One of the fig-leaves that so-called “independent” government agencies rely to justify their lack of democratic accountability is that they are required to appear before the Parliament and answer questions. Usually this is just a nonsense. Politicians are time-poor generalists and are up against time-rich specialists. The bureaucrats are usually able to obfuscate and bullshit their way out of most situations.
But not always.
Here is the great Senator James Paterson asking ASIC some tough questions:
CHAIR: I don’t wish to make any observations about the legal merits of your appeal—that’s not appropriate—but I am concerned about, effectively, the public policy implications of your decision to appeal. What is your advice to lenders in the meantime before this is resolved?
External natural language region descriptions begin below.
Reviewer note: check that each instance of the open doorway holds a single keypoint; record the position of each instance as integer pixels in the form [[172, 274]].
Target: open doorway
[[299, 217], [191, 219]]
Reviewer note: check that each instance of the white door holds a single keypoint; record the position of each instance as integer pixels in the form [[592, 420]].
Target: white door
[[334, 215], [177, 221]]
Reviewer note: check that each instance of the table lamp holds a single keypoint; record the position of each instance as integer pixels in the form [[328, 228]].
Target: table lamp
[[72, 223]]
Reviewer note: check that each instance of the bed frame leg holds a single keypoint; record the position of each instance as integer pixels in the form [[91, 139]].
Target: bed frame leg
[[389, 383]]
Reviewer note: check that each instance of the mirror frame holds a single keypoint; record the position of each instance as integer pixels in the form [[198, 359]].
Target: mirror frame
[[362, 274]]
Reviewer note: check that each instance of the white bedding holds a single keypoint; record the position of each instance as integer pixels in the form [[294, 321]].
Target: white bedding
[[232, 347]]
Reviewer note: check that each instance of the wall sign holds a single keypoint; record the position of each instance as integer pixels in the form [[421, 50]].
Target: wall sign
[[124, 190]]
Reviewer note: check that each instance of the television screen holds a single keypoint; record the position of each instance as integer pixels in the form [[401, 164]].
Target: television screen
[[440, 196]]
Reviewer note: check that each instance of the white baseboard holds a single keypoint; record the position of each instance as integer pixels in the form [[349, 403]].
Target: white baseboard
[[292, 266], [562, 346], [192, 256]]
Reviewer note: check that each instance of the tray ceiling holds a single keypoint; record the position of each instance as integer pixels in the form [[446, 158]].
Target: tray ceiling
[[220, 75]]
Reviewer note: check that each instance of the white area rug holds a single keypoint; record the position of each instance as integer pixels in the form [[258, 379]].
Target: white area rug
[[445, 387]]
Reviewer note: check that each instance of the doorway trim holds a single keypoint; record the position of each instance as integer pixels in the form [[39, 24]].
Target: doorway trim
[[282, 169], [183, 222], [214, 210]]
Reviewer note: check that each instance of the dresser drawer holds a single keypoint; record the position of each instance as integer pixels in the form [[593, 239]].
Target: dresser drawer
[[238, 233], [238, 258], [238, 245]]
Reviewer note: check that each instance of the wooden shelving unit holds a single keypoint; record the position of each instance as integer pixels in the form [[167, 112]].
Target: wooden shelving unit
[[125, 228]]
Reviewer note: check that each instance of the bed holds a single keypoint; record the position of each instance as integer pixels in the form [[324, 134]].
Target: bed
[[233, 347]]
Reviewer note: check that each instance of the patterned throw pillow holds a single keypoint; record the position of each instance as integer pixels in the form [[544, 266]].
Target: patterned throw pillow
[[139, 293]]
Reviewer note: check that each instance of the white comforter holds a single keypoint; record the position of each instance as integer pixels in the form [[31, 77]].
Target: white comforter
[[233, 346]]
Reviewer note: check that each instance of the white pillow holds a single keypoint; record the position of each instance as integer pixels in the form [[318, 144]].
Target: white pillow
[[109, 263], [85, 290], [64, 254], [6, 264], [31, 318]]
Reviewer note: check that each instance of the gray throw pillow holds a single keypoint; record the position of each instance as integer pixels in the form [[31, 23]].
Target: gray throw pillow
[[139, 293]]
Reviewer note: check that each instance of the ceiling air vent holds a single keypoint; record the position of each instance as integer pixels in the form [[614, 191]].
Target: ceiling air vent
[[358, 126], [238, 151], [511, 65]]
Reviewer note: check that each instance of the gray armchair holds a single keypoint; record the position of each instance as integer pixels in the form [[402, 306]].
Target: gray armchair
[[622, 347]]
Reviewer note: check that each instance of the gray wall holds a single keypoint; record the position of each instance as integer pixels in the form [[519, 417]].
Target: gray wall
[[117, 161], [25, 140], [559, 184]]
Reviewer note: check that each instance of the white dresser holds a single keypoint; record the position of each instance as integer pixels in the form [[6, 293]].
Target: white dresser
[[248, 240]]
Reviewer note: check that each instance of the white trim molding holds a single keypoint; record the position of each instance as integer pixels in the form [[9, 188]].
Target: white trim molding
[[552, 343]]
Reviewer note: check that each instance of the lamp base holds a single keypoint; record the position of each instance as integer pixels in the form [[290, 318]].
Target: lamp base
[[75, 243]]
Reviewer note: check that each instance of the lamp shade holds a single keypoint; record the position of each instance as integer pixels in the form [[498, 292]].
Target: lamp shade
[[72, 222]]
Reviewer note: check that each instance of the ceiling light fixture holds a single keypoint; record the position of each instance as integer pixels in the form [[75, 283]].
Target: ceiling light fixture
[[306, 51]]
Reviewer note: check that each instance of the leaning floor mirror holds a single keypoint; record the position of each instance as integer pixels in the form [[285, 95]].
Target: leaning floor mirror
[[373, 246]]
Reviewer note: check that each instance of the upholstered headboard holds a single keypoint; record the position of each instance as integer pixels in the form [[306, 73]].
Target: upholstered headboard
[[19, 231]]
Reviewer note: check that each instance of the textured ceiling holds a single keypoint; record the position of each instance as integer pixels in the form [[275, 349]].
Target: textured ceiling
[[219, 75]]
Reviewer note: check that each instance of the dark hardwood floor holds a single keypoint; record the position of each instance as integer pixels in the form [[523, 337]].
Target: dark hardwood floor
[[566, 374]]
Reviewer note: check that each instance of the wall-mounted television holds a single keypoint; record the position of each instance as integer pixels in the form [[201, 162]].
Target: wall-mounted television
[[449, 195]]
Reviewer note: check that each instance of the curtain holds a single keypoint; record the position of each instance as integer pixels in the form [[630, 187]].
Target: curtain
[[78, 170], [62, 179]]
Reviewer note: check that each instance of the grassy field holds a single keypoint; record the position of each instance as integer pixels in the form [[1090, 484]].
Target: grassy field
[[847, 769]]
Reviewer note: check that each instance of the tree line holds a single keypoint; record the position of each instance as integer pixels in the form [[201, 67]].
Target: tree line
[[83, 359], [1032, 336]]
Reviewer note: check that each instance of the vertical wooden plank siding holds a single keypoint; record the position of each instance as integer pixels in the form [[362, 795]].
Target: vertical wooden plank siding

CHAIR: Let’s get to the heart of that. I know there will be a number of questions on this. You talked about the harm and financial hardship. I understand ASIC does not approve of the processes that Westpac was using to assess people’s ability to pay back a loan, but what is the evidence base, given that default rates are so low, that there is harm being caused and there is financial hardship? Where are the examples of people who have been given inappropriate loans and suffer as a result?
CHAIR: You talk about consumer harm and the evidence you’ve had from consumer groups about that. What’s the data that supports that? Is it anecdotal?
Mr Hughes: We can certainly provide the committee with the transcript of that evidence. What we are saying in terms of your specific—
CHAIR: I’m not really interested in the transcript, Mr Hughes; I’m interested in the evidence. Is it just the view of a consumer activist group that this is the case? Do they have hard evidence to demonstrate that it’s the case, or is it anecdotal? How many people are we talking about? I mean, if default rates are as low as they are—that’s the only reliable meter I’ve got. If you have others, I would be interested.
CHAIR: … but you haven’t addressed my question. You said there were people who were going without food on the table because of the loans that they had been given. What’s the evidence for that?
Mr Hughes: I don’t have that evidence in front of me. That was evidence that was given to us in the public hearing. We would need to extract that from those—
CHAIR: And you mentioned it was by some kind of consumer group. To what extent did they support that statement with evidence?
CHAIR: In short, does that mean the answer is: no, there is no evidence of harm; it’s about potential future harm that may occur?
That’s got to hurt. Government Senator saying that government regulator is just making up stuff. Turns out ASIC realise they are on thin ice:
Regulators were stunned by the ferocity of the parliamentary questioning, and concerned that the attack could foreshadow additional moves to loosen the bonds of the scandal-prone finance sector.
But within ASIC some comfort has been drawn from the fact the onslaught happened in public, rather than behind closed doors or through discreet telephone calls.
Good – there is not point telling off regulators behind closed doors.